Charlie Magne thinks he has made it when he is transferred to the anti-crime task force at the storied 36 Quai des Orfèvres, but he immediately inherits a brutal rape-and-murder case that has haunted his teammates. He immediately proves his mettle by discovering a possible link to a similar cold case in Lyon, but all the subsequent lines of inquiry fizzle out. Frustratingly, a sex murderer with a not dissimilar M.O. starts stalking Paris a few years later, but they happened during the watch of the glory-hungry, turf-conscious rival team leader, who effectively freezes Magne’s squad out of the picture.

Much to Magne’s frustration, the parallels continue to mount, until the sheer volume of murders forces the commissioner to mobilize the entire 36th Precinct. In between the killings and bureaucratic skirmishes, SK1 flashes forward from the early 1990s to 2001, when Guy Georges, the alleged “Beast of the Bastille” faces numerous murder charges. Ordinarily, the split narrative would rather kill the suspense, but Tellier and editor Mickael Dumontier cut to and fro at places that strategically raise doubts and suspicions.

The result is a pretty tight and realistic procedural that will have you pulling your hair out in frustration over the kind of intelligence firewalls and rigid day-to-day regulations that hampered the capture of their suspect.
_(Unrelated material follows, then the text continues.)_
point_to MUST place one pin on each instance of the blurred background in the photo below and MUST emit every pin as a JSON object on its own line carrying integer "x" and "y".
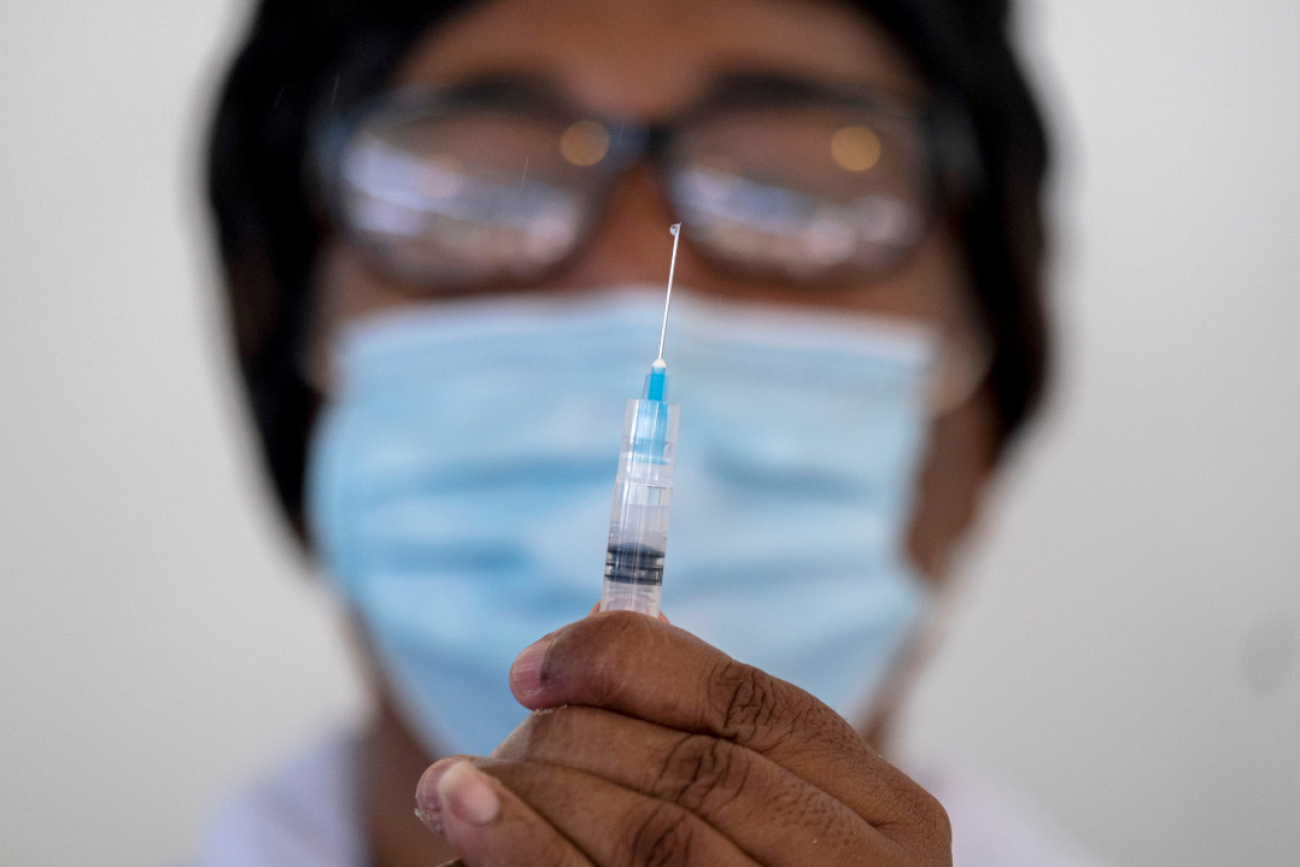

This is particularly true with regards to DNA sample testing, because there were nearly no laws telling the CYA-ers how to handle it before the SK1 Affair.

Sort of like an epic Parisian Law & Order episode, SK1 gives scant attention to the private lives of its characters, aside from a bit of fretting from Magne’s wife. It is just as well. Tellier and screenwriter David Oelhoffen (director of the loose Camus adaptation, Far from Men) recreate the decade spanning investigation with tick-tock precision. It is the sort of film that resists showcasing anyone, but the often underwhelming Raphaël Personnaz does career-best work as Magne. Oliver Gourmet also adds some rumpled world-weary flavor as his early mentor, Bougon, while Adama Niane is suitably fierce as the sociopathic Georges.

The sort of legalistic roadblocks that hindered Magne’s efforts may be peculiarly French, but they are not exclusively so. Regardless, they give the film a distinctive edge. Tense and gritty, SK1 is recommended for fans of true crime and policers, when it screens Friday (7/31) and Saturday (8/1), as part of this year’s Chicago French Film Festival.